Все это Елена Владимировна произнесла самым спокойным тоном, весело и дружелюбно поглядывая в глаза Спиридову, которого от такого известия точно молотом ударило в голову, и он едва нашелся, чтобы удержаться от невольного возгласа изумления.
— В таком случае мне остается только вас поздравить, — с плохо скрываемой иронией произнес Спиридов, — и порадоваться, что ваш приезд на Кавказ повлек за собой такие прекрасные результаты. Сожалею только, что я раньше не знал этого, тогда бы я не стал утруждать вас моим посещением.
Сказав это, Спиридов встал, почтительно раскланялся и вышел из комнаты своей легкой, самоуверенной походкой. Выйдя на улицу, он на мгновение остановился и вдруг нервно и злобно расхохотался.

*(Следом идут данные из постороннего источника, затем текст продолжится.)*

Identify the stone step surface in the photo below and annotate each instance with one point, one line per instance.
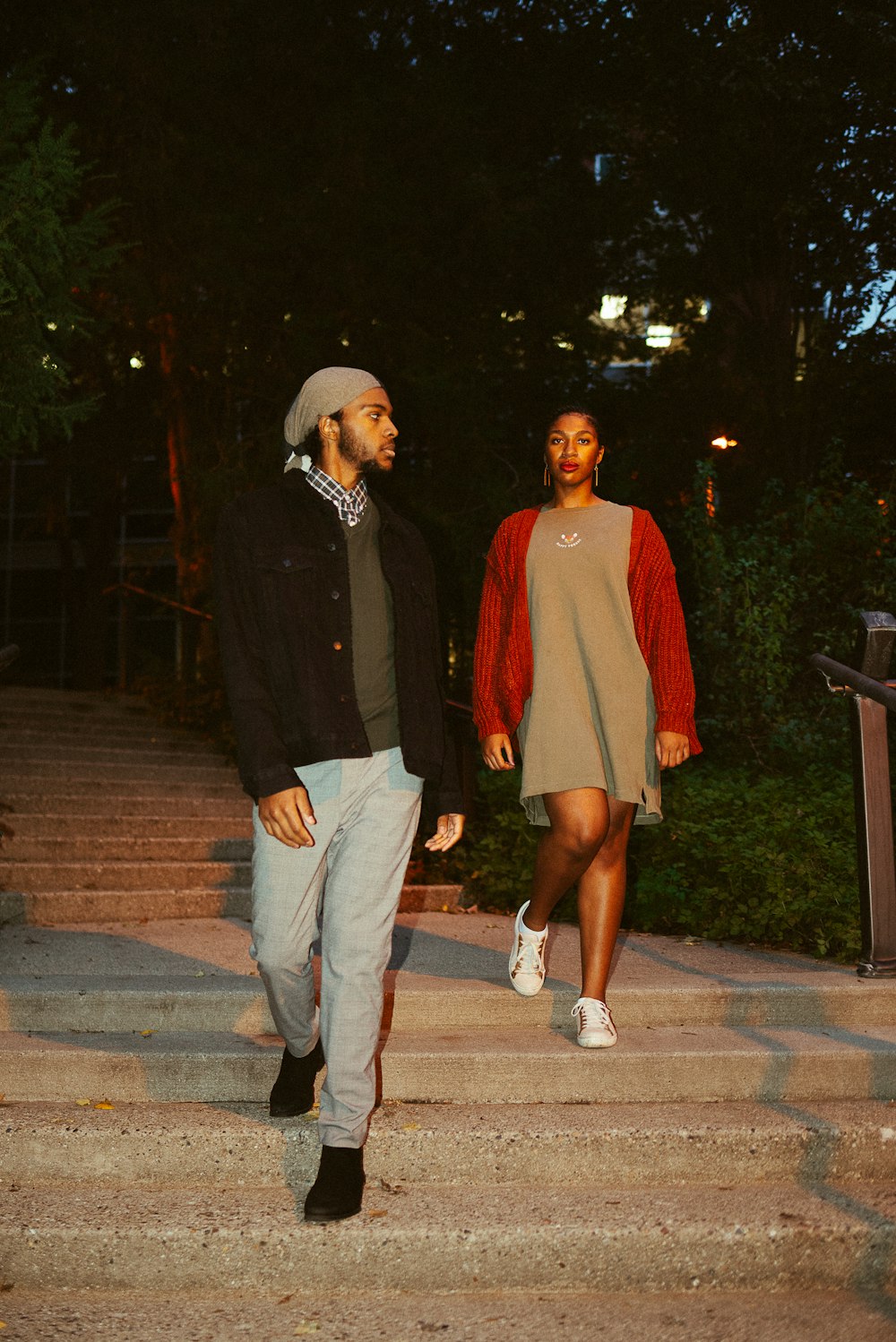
(504, 1066)
(447, 969)
(58, 1145)
(132, 757)
(66, 826)
(696, 1315)
(81, 773)
(102, 789)
(48, 908)
(137, 847)
(741, 1136)
(116, 873)
(207, 997)
(96, 807)
(594, 1239)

«Вот они, женщины! — прошептал он про себя. — Стоило почти два года промучаться в плену… Ну а ты, азиатский князек, — добавил он злобно, мысленно обращаясь к князю Илико, — берегись. Я не унижу себя, чтобы искать с тобой встречи, но если только когда-нибудь судьба сведет нас, одному из двоих несдобровать. Я на тебе вымещу все унижения, перенесенные мною в плену, все мои страдания. Берегись».